From Dreams to Goals and Back Again: A Family Cycle of Love
Written by Sameerah Allen, MSW.
Assisting others and caring about their outcomes have always been primary for me. As a youth residing in a Pittsburgh inner-city neighborhood, an environment where gang violence pervaded my adolescence, I witnessed firsthand the traumatic effects of life without purpose, without vision. I knew early on that if I wanted to be successful it would be up to me to make a choice to do so, to reflect on the contribution that I wanted to make in the world and the impact I wanted to have within my own family. My parents created the space for me to dream – a space where I was free to achieve and experience life outside the conflict and confines of my community.

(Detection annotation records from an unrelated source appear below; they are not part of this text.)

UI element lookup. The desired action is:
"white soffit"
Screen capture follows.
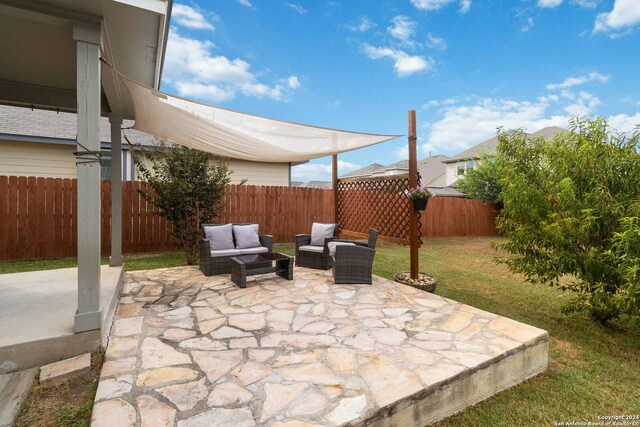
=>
[119,74,399,162]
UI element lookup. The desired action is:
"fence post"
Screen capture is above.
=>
[409,110,419,279]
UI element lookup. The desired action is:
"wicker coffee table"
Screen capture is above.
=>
[231,252,293,288]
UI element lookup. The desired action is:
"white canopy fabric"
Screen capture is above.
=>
[119,74,399,162]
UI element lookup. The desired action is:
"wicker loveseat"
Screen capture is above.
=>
[200,223,274,276]
[295,224,340,270]
[328,228,378,285]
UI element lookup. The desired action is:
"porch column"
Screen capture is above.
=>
[73,22,102,332]
[109,114,123,267]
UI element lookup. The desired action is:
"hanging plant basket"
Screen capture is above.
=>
[394,271,438,293]
[413,200,428,211]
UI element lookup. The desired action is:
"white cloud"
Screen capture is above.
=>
[571,0,600,9]
[458,0,471,13]
[422,91,640,156]
[538,0,562,8]
[286,76,302,89]
[427,33,447,50]
[520,17,534,33]
[545,71,609,90]
[593,0,640,38]
[176,81,235,102]
[608,113,640,133]
[347,16,374,33]
[291,160,362,182]
[393,144,409,160]
[362,44,433,77]
[285,3,308,15]
[171,3,213,30]
[564,92,601,117]
[164,28,301,102]
[411,0,471,13]
[422,98,568,154]
[387,15,417,45]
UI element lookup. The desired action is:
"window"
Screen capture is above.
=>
[465,160,475,171]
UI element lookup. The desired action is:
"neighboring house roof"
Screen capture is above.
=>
[427,187,467,198]
[444,126,565,163]
[298,181,331,190]
[376,160,409,172]
[0,105,156,147]
[340,163,385,178]
[418,154,448,185]
[529,126,567,139]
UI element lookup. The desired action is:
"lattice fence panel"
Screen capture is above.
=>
[337,175,411,241]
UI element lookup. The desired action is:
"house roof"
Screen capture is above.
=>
[444,126,565,163]
[418,154,448,185]
[382,160,409,170]
[529,126,567,139]
[340,163,385,178]
[0,105,156,146]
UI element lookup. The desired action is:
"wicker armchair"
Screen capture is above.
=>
[333,228,378,285]
[295,224,340,270]
[199,223,274,276]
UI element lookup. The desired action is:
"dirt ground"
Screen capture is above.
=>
[15,353,103,427]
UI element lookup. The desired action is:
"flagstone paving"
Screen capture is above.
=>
[92,267,548,427]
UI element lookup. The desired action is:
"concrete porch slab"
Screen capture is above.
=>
[92,267,548,427]
[0,266,123,371]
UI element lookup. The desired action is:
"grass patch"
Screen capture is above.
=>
[5,238,640,427]
[15,353,103,427]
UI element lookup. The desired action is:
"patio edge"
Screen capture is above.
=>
[358,332,549,427]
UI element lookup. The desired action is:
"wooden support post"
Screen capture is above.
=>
[331,154,338,223]
[109,114,123,267]
[73,23,102,332]
[409,110,420,279]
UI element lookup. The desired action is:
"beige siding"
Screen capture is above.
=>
[0,140,76,178]
[229,159,289,186]
[0,140,289,186]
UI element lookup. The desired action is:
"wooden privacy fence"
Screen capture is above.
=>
[338,175,410,243]
[0,176,334,260]
[338,175,498,243]
[0,176,497,260]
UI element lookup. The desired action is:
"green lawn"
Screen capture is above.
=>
[0,238,640,426]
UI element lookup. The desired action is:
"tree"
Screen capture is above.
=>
[135,143,230,265]
[457,156,504,206]
[496,119,640,322]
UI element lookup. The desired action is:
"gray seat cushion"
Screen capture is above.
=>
[240,246,269,255]
[204,224,236,251]
[327,242,355,259]
[233,224,260,249]
[311,222,336,246]
[211,249,242,258]
[298,245,324,254]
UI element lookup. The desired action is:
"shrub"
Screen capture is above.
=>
[135,143,230,265]
[497,119,640,322]
[457,156,504,206]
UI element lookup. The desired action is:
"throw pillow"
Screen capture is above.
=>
[233,224,260,249]
[204,224,235,251]
[311,222,336,246]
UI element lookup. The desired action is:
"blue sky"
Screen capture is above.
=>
[162,0,640,181]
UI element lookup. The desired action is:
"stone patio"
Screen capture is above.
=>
[92,267,548,427]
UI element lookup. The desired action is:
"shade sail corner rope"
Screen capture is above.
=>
[112,68,401,163]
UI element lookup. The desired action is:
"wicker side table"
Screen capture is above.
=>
[231,252,294,288]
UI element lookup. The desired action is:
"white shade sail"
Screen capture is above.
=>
[120,75,399,162]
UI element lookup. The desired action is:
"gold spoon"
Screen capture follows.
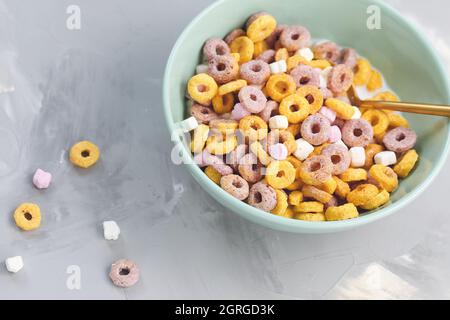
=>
[348,85,450,117]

My first observation of what it means to “put others first” came from my mother. She believed so much in my success and abilities that she moved from the house that she owned in the inner city to a public housing complex in a majority neighborhood so that my sister and I could be afforded a more well-rounded education. It was important to her that we not only have a space to dream but that we were afforded the educational opportunity that gave us the capacity to realize them.

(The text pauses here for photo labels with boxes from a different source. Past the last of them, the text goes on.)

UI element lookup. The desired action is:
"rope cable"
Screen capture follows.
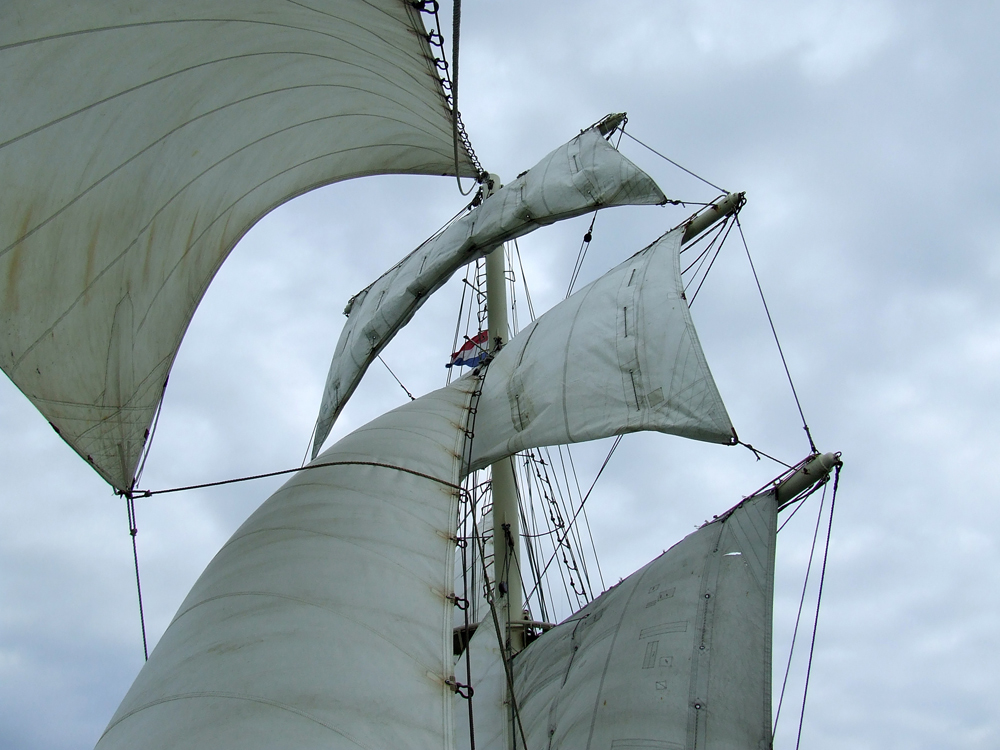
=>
[771,484,826,738]
[378,354,417,401]
[451,0,482,195]
[124,500,149,661]
[529,435,622,596]
[735,214,818,453]
[795,465,840,750]
[622,134,729,195]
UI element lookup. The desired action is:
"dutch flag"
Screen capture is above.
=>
[445,331,490,367]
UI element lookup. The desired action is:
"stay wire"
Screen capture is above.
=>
[735,214,819,453]
[795,465,840,750]
[451,0,476,195]
[622,129,729,195]
[566,210,597,299]
[124,492,149,661]
[525,435,622,599]
[378,354,417,401]
[771,485,826,739]
[688,217,733,307]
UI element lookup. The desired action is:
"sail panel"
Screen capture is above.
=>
[98,385,472,750]
[514,492,777,750]
[0,0,475,489]
[472,228,734,469]
[313,127,666,456]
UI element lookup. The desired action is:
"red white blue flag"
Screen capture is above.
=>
[445,331,490,367]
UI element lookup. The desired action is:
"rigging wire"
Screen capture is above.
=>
[566,209,599,299]
[377,354,417,401]
[525,435,622,599]
[123,492,149,661]
[622,129,729,194]
[451,0,482,195]
[795,465,840,750]
[771,484,826,739]
[688,214,733,307]
[735,213,819,453]
[410,0,485,195]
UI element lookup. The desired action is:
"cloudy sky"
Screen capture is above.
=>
[0,0,1000,750]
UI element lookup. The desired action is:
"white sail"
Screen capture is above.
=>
[98,381,472,750]
[472,228,734,476]
[0,0,474,489]
[452,610,512,750]
[313,127,666,457]
[512,492,777,750]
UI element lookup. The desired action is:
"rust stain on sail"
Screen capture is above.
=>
[0,207,31,315]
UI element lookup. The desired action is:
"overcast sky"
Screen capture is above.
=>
[0,0,1000,750]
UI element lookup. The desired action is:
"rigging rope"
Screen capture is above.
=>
[133,461,461,497]
[566,209,597,299]
[622,129,729,194]
[123,492,149,661]
[735,213,819,453]
[410,0,486,195]
[771,484,826,739]
[524,435,622,601]
[378,354,417,401]
[795,465,840,750]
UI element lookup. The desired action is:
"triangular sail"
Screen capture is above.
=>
[0,0,475,489]
[472,228,734,476]
[98,384,474,750]
[512,492,777,750]
[313,126,666,457]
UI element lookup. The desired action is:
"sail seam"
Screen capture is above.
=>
[98,691,373,750]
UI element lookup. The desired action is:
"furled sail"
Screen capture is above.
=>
[0,0,475,489]
[512,491,777,750]
[98,381,475,750]
[313,126,666,457]
[471,227,734,476]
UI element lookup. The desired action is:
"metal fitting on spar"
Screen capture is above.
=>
[774,453,843,510]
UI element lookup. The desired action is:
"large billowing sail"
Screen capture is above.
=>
[313,126,666,457]
[512,492,777,750]
[472,227,734,476]
[98,381,474,750]
[0,0,475,489]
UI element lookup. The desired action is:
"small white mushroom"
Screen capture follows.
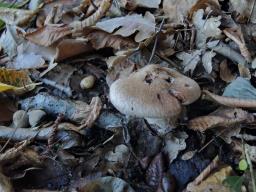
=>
[80,75,95,89]
[110,65,201,134]
[13,110,29,128]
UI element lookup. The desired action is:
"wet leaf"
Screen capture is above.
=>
[163,0,197,23]
[146,153,164,189]
[193,9,221,48]
[96,12,155,42]
[223,176,244,192]
[0,69,36,94]
[176,50,201,73]
[80,176,134,192]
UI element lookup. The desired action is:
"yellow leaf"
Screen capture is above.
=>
[0,69,36,94]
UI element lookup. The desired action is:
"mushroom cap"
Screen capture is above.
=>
[110,65,201,118]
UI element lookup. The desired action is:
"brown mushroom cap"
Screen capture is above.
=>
[110,65,201,118]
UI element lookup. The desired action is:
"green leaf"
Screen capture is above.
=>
[223,176,244,192]
[238,159,248,171]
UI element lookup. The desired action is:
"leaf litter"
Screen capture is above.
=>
[0,0,256,192]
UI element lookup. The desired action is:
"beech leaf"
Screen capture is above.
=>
[96,12,156,42]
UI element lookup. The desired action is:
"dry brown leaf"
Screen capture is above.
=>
[79,97,102,129]
[163,0,197,24]
[96,12,155,42]
[230,0,256,23]
[54,39,93,61]
[202,90,256,109]
[86,31,137,51]
[0,7,38,26]
[189,0,221,18]
[188,108,254,132]
[220,59,236,83]
[25,26,71,47]
[192,9,221,48]
[69,0,112,32]
[121,0,161,10]
[223,27,252,62]
[186,166,232,192]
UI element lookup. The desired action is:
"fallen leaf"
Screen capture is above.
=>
[223,77,256,99]
[96,12,155,42]
[146,153,164,190]
[79,176,134,192]
[187,166,232,192]
[202,51,216,74]
[105,144,129,163]
[220,59,236,83]
[0,69,36,94]
[192,9,221,48]
[230,0,256,23]
[176,50,202,73]
[163,131,188,163]
[163,0,197,24]
[121,0,161,10]
[25,26,71,47]
[0,25,22,58]
[188,108,254,132]
[0,7,38,26]
[86,31,137,51]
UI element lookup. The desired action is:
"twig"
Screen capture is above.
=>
[148,19,165,63]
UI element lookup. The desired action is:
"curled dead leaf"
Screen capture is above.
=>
[96,12,156,42]
[86,31,137,51]
[25,25,71,47]
[220,59,235,83]
[0,7,38,26]
[188,108,254,132]
[202,90,256,109]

His biggest lesson, perhaps, was to not take things as they are, but to imagine them as they could be.
The first person to pique my curiosities about the world was my father. As an elementary school teacher and guidance counselor, he would insist that I ask questions when information was presented to me. His lessons stretched and challenged me – inviting me to consider life alternatively. His biggest lesson, perhaps, was to not take things as they are, but to imagine them as they could be. There have been many – teachers, professors, mentors, colleagues – I have encountered who have had an impact on my worldview and have played a role in my success. However, my parents inspired a lifelong journey of learning, caring about and for others and helped to cultivate my place and purpose in the world. I would be greatly remiss if I did not perpetually use these learnings, and the impact of my faith, to contribute to the world; it is my faith and curiosity that drive my passion to connect with others and to create knowledge that will fuel positive change.
As a mother of seven and specifically three college students, I work hard to model those same values and ethics as an example for my children. It is essential to inspire curiosity that informs life as a learning process. Affirmations that encourage and motivate their purposeful behaviors and actions are a daily part of our routine as a family unit, with me reminding them to “be GREAT, do GREAT…because you are GREAT!” These reminders help to embody their greatness.